あらゆる瞬間にあらゆる可能性に分岐し、果てしなく拡大していく多元宇宙の中の一つである。
正一がこの剣と魔法の世界に召喚されてから一年が経っていた。
この世界では、人類と魔族が果てしない戦いを繰り広げている。
地球から召喚された正一と仲間たちは『勇者』と呼ばれ、人類の常識を遙かに凌駕する魔法の力――いわく、チート能力――を身につけていた。
魔族との戦いにおいて、わずか一年で比類なき戦績を挙げた勇者は今、絶海の孤島で囚人となっていた。
このクカラチャ要塞は、オルミガ王国南方三〇キロの海上にある絶海の孤島である。
五〇年前の南方系魔族との戦争においては重要な拠点であったが、現在行われている北方魔族との戦争においてはさほど重要ではない。
現在は監獄に改装され、政治犯および凶悪犯罪者を専門に収監するために使われている。
「開けてくれ! 出してくれ! 何かの間違いだ!」
牢獄は積まれた石がむき出しで、湧き水がどこからか染み出してはどこかへと流れていく。
廊下側は鉄格子で閉ざされ、奥は明かり取りと換気を兼ねた一〇センチ四方の穴が開いているだけだった。

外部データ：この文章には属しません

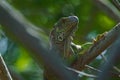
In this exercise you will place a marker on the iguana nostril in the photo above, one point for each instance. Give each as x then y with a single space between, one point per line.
74 18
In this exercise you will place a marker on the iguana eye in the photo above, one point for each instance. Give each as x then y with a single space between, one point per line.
60 36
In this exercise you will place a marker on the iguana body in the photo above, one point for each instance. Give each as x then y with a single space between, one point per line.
60 39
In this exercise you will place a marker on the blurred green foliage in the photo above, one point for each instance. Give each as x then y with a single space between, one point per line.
44 14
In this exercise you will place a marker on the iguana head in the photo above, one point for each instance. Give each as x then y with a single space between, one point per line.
65 27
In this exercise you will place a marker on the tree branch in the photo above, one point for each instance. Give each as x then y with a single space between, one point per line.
104 42
4 73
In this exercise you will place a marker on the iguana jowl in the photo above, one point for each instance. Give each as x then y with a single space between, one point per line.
61 35
61 39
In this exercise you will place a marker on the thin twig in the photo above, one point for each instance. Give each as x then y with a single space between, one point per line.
4 73
92 68
105 41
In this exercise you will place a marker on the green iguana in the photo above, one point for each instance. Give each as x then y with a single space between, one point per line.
61 39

広さは二畳に満たない。軍用の簡易ベッドと机代わりの木箱、それに異臭のするノミだらけの毛布だけが正一の世界だった。
「騒がしいのう」
隣の牢からしわがれた男の声がした。
「誰だっ!」
「お前さん同様、囚人じゃ。どうやっても無駄じゃよ。この鉄格子は壊せぬわい」
正一は一度深呼吸をしてから足を肩幅に開き、右手を伸ばした。
「そんなの、やってみなきゃわからないだろ! はあっ! サンダー・ストライク!」
最大威力の魔法を使った時と同じだけの疲労感が訪れるが、何も起こらなかった。
「格子そのものがアンチ・マジック・バリアになっておる。扉が閉まっている限り、いかなる魔法も発動せんのじゃ。腹が減るだけじゃよ」
言われるまでもなく、正一の腹からググウ、という音がする。 正一が力なくベッドに座り込むと、隣の囚人はまた話しかけてきた。

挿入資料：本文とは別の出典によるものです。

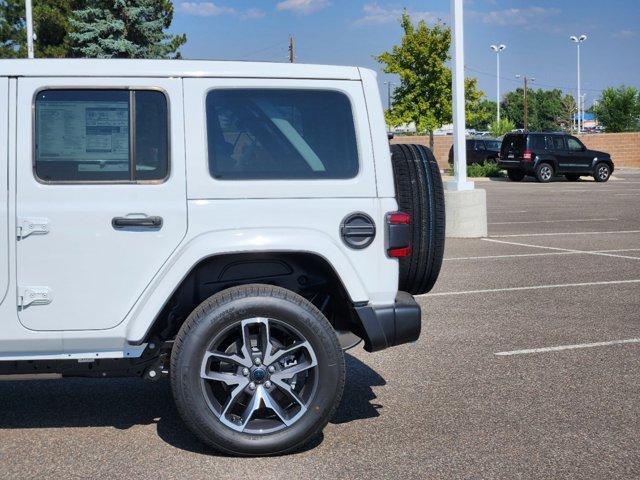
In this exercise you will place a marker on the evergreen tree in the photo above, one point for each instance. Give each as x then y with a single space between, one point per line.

「なあ若いの。おぬし、いったい何をやらかしてこんな所へ放り込まれたんじゃ?」
「それは……ぼくにもわからないよ。身に覚えのないことばかりなんだ。誰もぼくの話を聞いてくれないし、親友だと思っていたやつだって……」
庄一はこれまでのいきさつをかいつまんで話したが、どうしても話があっちへ行ったりこっちへ行ったりとフラフラした。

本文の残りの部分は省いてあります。